At a median follow-up of 12 months, estimated 1-year OS and EFS rates were 93.1% (95% CI, 86.4–99.8) and 89.1% (95% CI, 80.3–97.9), respectively. These figures compare favorably to historical controls receiving standard TKI plus intensive chemotherapy, where 1-year OS typically ranges from 70%–90%, albeit with greater toxicity.
Safety:
There were no deaths during the induction phase, indicating that the regimen’s reduced intensity did not compromise safety. Hematologic and non-hematologic adverse events were not detailed in the summary, but the absence of early mortality suggests a manageable safety profile.
Mechanistic Insights:
Transcriptomic analysis revealed that TKIs and venetoclax may act complementarily. TKIs target the BCR-ABL1 fusion protein, a driver of leukemogenesis, while venetoclax induces apoptosis by antagonizing BCL-2, a key survival protein in leukemia cells. Their combined use potentially overcomes resistance pathways and enhances leukemic cell death, providing a biologically plausible rationale for the observed clinical efficacy.
Special Populations:
This regimen is particularly attractive for patients who are unfit or unwilling to undergo intensive chemotherapy or immunotherapy, broadening therapeutic options for a traditionally underserved patient population.
Expert Commentary
The landscape of Ph+ ALL treatment has rapidly evolved. While the addition of immunotherapy (e.g., blinatumomab) to TKI-based regimens has improved outcomes, access and tolerability remain barriers, especially in resource-limited settings and for older adults. The current trial provides important evidence that a potent, chemotherapy-sparing regimen can yield high molecular response and survival rates in a real-world population.

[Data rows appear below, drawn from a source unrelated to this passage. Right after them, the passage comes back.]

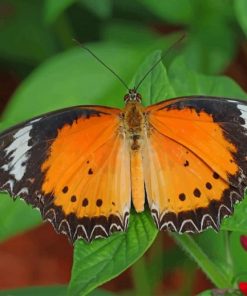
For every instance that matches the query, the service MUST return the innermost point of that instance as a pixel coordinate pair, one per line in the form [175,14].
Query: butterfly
[84,167]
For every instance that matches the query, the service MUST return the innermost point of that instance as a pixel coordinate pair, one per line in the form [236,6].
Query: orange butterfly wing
[76,170]
[195,161]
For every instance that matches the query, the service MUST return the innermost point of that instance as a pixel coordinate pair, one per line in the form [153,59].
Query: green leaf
[11,212]
[101,8]
[187,82]
[176,11]
[240,7]
[53,8]
[223,292]
[130,32]
[24,37]
[37,291]
[156,86]
[104,259]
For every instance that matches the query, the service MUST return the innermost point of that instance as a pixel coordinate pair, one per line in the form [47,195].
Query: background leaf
[32,43]
[53,8]
[240,10]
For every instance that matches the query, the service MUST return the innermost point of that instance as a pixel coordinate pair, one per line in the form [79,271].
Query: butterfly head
[132,96]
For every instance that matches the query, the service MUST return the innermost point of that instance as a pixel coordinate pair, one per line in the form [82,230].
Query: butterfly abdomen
[134,129]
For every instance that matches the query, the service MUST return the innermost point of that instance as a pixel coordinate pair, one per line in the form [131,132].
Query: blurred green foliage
[36,42]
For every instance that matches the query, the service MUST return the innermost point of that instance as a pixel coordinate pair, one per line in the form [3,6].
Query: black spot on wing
[43,132]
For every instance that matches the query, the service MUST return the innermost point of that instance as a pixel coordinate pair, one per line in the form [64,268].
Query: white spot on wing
[18,150]
[243,110]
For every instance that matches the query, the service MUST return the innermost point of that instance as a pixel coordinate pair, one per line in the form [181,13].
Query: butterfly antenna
[159,60]
[102,63]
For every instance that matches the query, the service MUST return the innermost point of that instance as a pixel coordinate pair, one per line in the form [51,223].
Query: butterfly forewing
[195,161]
[74,166]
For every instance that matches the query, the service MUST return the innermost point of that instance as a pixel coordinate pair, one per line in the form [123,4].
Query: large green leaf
[48,291]
[101,8]
[240,10]
[104,259]
[24,37]
[71,78]
[176,11]
[53,8]
[37,291]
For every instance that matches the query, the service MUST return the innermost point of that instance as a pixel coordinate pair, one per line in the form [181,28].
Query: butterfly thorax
[133,121]
[134,124]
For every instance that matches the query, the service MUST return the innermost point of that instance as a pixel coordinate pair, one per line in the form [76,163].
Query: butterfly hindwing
[69,164]
[195,160]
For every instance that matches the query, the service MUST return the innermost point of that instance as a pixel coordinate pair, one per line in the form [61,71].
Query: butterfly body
[83,166]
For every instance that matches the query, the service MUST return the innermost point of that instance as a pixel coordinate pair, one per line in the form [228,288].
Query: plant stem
[217,276]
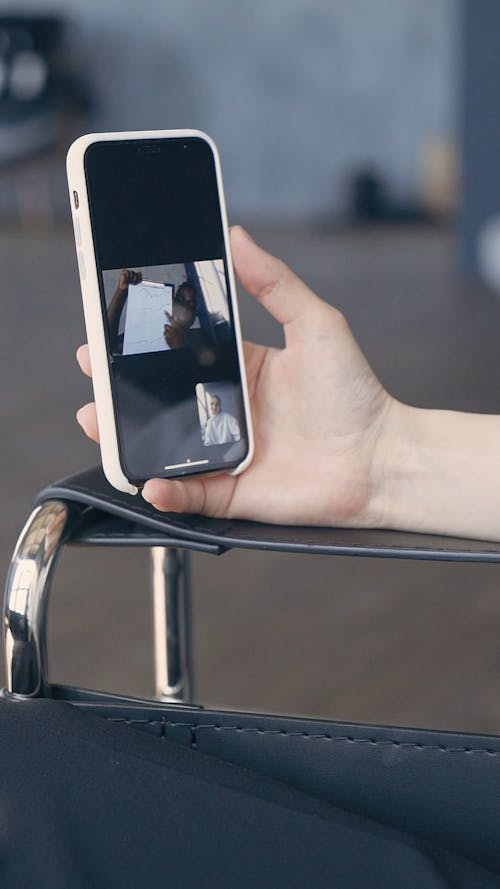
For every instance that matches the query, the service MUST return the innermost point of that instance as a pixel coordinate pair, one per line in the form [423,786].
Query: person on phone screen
[179,321]
[372,460]
[221,427]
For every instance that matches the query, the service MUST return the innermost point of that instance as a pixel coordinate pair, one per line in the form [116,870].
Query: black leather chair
[442,788]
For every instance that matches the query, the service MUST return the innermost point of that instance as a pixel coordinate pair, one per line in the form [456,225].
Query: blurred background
[360,142]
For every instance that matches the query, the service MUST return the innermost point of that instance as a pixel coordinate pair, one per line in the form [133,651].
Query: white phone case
[92,303]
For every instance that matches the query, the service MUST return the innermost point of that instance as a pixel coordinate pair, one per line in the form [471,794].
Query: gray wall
[297,93]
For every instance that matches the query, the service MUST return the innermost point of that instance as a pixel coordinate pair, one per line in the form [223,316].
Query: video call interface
[164,291]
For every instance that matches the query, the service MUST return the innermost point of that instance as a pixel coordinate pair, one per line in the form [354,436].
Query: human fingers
[83,358]
[270,281]
[86,417]
[206,496]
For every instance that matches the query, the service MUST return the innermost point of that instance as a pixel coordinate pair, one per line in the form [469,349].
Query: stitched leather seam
[412,745]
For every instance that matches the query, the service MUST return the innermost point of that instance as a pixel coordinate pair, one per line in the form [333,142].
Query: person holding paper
[116,306]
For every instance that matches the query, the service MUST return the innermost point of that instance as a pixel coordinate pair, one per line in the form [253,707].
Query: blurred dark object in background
[370,202]
[42,99]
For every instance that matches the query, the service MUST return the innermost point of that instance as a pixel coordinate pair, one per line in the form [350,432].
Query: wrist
[394,470]
[439,472]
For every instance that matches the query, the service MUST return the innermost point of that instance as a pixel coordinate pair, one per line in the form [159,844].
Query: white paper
[147,305]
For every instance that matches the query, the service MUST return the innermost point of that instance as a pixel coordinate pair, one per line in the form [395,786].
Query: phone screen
[167,307]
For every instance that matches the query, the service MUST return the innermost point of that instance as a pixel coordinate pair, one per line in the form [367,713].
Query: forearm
[439,472]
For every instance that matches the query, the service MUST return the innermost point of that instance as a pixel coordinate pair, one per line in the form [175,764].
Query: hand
[128,276]
[319,416]
[174,333]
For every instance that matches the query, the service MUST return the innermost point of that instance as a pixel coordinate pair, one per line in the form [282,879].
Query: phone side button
[81,265]
[78,234]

The trial’s single-arm, single-center design limits generalizability, and longer-term follow-up is needed to confirm durability of response and late toxicities. Additionally, the patient cohort’s relatively young median age (42 years) may not fully represent the older ALL demographic most in need of reduced-intensity approaches.
Nonetheless, the trial’s high CMR and OS rates, together with mechanistic validation, offer a compelling case for further multi-center, randomized studies. The complementary action of olverembatinib and venetoclax is mechanistically robust, and future investigations should explore optimal dosing, sequencing, and integration with minimal residual disease (MRD) monitoring.
Conclusion
Olverembatinib in combination with venetoclax and reduced-intensity chemotherapy demonstrates promising efficacy and safety as initial therapy for adults with newly diagnosed Ph+ ALL, especially those ineligible for more aggressive regimens. The trial’s results justify further large-scale, randomized studies and suggest this combination could become an important addition to the therapeutic armamentarium for Ph+ ALL.